You do get, we all know, villains at Yale. But, why do so many of ’em go into politics?
09 Oct 2025


Amy Davidson Sorkin, in the New Yorker, reviews Kamala’s infamous campaign memoir, 107 Days.
She reassures Community of Fashion readers that Kamala “almost won,” but then goes on more truthfully producing a fun read.
October 20, 2024, was the ninety-first day of Vice-President Kamala Harris’s Presidential campaign and also, as it happened, her sixtieth birthday—a fact that members of her staff had not forgotten. When she boarded her campaign plane that afternoon, she found that it had been festooned with streamers and that a German chocolate cake, her favorite, was waiting for her. People were wearing party hats.

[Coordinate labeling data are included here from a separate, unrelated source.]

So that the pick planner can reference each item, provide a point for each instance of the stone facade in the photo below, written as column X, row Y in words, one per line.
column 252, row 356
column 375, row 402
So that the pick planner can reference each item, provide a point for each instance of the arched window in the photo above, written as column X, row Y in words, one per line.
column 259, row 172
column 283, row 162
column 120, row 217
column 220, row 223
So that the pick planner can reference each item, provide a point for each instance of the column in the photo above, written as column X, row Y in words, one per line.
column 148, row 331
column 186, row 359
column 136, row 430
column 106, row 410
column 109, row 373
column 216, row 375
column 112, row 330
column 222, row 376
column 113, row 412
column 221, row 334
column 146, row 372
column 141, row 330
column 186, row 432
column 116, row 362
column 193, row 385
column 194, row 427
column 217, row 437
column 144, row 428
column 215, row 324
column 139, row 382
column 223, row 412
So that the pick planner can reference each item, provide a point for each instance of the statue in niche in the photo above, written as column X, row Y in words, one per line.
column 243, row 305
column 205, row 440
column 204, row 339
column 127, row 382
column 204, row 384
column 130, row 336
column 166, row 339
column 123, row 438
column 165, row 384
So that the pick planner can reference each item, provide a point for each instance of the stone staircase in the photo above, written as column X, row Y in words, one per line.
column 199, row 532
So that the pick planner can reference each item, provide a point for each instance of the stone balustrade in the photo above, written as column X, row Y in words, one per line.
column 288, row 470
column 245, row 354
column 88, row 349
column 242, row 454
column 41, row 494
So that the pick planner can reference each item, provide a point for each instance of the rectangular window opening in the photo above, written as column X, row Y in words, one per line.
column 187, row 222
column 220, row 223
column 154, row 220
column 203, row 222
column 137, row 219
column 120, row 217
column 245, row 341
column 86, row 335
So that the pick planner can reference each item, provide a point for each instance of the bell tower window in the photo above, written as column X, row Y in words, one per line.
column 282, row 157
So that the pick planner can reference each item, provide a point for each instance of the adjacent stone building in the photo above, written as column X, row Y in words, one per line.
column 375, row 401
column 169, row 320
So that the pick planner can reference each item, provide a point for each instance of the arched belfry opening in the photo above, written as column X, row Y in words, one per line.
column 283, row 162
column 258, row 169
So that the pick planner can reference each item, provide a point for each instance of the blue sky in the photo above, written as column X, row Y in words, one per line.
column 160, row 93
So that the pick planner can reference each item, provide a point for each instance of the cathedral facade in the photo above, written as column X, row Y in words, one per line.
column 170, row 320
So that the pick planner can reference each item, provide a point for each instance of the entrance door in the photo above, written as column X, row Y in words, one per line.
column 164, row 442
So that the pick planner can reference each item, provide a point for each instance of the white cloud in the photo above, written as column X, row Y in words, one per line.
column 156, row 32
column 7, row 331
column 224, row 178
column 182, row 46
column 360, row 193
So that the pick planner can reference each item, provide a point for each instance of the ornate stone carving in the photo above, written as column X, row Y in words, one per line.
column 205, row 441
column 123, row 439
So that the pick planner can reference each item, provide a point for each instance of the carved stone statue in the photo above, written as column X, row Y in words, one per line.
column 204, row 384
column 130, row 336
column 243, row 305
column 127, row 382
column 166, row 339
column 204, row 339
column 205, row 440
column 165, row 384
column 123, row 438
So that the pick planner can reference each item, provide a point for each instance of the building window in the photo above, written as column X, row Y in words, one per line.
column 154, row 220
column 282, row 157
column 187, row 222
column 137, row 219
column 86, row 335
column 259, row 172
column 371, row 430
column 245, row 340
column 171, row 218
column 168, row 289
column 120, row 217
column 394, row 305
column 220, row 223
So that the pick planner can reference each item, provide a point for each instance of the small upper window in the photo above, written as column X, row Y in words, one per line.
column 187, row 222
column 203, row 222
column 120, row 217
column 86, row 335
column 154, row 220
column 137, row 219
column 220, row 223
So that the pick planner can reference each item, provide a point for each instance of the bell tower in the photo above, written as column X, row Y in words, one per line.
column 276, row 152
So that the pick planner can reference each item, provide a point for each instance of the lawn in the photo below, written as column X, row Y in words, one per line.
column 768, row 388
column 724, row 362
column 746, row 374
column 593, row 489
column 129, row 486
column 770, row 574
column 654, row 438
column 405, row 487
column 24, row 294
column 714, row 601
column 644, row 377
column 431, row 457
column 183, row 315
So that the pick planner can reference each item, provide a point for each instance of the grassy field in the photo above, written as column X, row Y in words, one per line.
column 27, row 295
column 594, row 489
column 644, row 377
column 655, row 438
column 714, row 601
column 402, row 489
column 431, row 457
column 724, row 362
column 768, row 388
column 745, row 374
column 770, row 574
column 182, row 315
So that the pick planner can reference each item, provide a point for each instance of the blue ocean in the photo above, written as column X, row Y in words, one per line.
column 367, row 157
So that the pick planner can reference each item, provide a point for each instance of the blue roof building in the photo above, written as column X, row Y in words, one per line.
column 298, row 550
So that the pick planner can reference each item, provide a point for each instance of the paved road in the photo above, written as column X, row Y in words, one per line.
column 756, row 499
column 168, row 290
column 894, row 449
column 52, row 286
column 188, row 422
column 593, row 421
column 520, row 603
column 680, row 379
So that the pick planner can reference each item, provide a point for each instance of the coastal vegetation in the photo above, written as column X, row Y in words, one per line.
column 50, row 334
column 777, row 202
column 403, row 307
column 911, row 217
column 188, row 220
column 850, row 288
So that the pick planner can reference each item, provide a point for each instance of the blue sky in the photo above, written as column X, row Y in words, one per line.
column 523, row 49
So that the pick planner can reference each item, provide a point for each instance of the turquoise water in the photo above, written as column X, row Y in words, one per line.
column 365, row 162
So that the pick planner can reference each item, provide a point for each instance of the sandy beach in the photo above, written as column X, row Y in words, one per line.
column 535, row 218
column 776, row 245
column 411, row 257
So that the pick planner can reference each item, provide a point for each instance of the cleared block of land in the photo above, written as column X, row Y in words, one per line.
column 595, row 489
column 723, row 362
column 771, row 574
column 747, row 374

But, as Harris writes in “107 Days,” her account of her brief stint as the 2024 Democratic Presidential nominee, there was also a helium balloon marked “with fat numerals: 60,” even though her team knew full well that she had “stopped counting birthdays a long time ago.” And so, “I looked at them with a big smile when I landed my stiletto heel in the middle of that balloon.”
The day, as she describes it, gets worse. Her staff had planned to book a nicer-than-usual hotel, but the establishment they chose, in Philadelphia, “looked like it hadn’t been redone since the 70’s.” Her husband, Doug Emhoff, hitherto a stalwart, is exhausted (he’s been campaigning in Michigan) and doesn’t get it together to plan a special meal. He had a present—a gold-and-pearl necklace—but she susses out that it is a repurposed gift, originally meant for their anniversary, two months earlier. That night, when she gets in the tub and he doesn’t hear her calling for help getting an out-of-reach towel, because he’s turned on a baseball game, it’s “a bridge too far.” They are soon in the midst of a full-blown argument, which ends only when Emhoff says, “We can’t turn on each other.” The truth of those words, Harris writes, “landed on me like a bucket of ice water.”